Discard the overnight soaking water, place the bones in a massive stockpot, cover with fresh cold water, and boil violently for 20 minutes to purge coagulated blood and impurities. Dump the pot into the sink, meticulously scrub every black marrow clot and piece of grey matter off the bones under cold running water, and wash the pot clean with soap.
- 02
Execute the rolling boil.
Return the pristine bones to the clean pot, cover with 8 liters of water, add the halved onion and garlic head, and bring to a violent, rolling boil over high heat. You must maintain this relentless agitation for 12 to 14 hours to mechanically emulsify the rendered pork fat into the water—topping off with boiling water from a kettle every hour so the temperature never drops and the emulsion doesn't break. The final result should not be clear; it must be a thick, opaque, milky-white sludge.
- 03
Extract the seafood essence.
In a separate pot, combine 1 1/2 liters of water (or ladled tonkotsu broth) with the cleaned niboshi, thick-cut katsuobushi, sababushi, and kombu. Heat this gently and hold it at a strict 194°F sub-simmer for 2 hours to pull the deep marine aromatics without extracting any astringent tannins.
- 04
Marry the double soup.
Strain the Gyokai seafood broth through a fine-mesh strainer directly into the violently boiling Tonkotsu pot and boil together for a final 15 minutes to unify. Turn off the heat and strain the entire master broth through a chinois, using a ladle to aggressively press every last drop of liquid out of the solids.
- 05
Engineer the alkaline noodles.
Dissolve 4g of your baked baking soda and the sea salt into the cold water, then slowly drizzle this alkaline liquid into the bread flour, mixing vigorously until it resembles wet sand. Knead aggressively, fold and run repeatedly through a pasta sheeter until completely smooth, then cut into extra-thick 2.5mm strands and dust with cornstarch.
- 06
Cook and shock the noodles.
Boil the noodles in a large pot of unseasoned water for 6 to 8 minutes until the core is barely translucent. Immediately transfer them to a colander and plunge them under running cold water, aggressively scrubbing them with your hands to wash away slimy surface starch and snap the gluten tight.
- 07
Assemble the bowl with absolute precision.
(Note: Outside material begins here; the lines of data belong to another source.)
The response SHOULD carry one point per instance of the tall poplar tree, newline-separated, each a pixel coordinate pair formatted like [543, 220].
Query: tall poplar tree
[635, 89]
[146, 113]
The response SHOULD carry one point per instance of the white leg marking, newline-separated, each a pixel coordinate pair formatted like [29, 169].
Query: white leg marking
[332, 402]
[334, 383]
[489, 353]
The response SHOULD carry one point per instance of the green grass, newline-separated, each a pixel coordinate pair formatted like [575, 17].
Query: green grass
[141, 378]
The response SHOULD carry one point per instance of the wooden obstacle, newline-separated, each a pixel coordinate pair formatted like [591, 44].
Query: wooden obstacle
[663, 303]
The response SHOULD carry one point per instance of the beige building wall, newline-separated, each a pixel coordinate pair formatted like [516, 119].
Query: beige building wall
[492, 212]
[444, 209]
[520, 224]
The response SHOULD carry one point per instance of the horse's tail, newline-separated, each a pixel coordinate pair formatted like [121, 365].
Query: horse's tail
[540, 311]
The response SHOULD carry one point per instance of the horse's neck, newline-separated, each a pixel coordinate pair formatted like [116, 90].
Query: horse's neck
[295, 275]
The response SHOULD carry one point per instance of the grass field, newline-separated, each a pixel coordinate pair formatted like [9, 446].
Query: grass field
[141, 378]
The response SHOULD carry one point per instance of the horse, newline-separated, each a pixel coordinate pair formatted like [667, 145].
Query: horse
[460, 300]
Preheat your serving bowls in a low oven. Into each hot bowl, add 3 tablespoons of the cold tare, a grated garlic clove, diced chashu, and a pinch of green onions, then ladle 250ml of the bubbling-hot master broth over it and whisk violently to combine. Plate the cold noodles separately, garnished with the perfect bullseye egg, cold-cut chashu, bamboo shoots, and a nori raft holding a tablespoon of fish powder to be stirred into the dip as you eat.
Notes
Do not salt the broth.
In ramen shop grammar, the broth is purely a vehicle for texture and fat. All salinity and primary umami belong to the heavily concentrated tare. Do not panic when the plain simmering broth tastes totally flat; let the tare do the heavy lifting in the bowl.
Slice your chashu completely cold.
Never attempt to slice warm pork belly. It will disintegrate under the knife. You must chill the braised meat in the refrigerator overnight until the fat solidifies entirely, guaranteeing perfect, uniform disks.
Mind the 6:30 bullseye.
Perfect ramen eggs are non-negotiable. They require exactly six minutes and thirty seconds in a rolling boil, an immediate shock in an ice bath, and a mandatory 12-hour soak in the salty marinade to draw moisture out of the yolk, curing it into a dense, jammy consistency.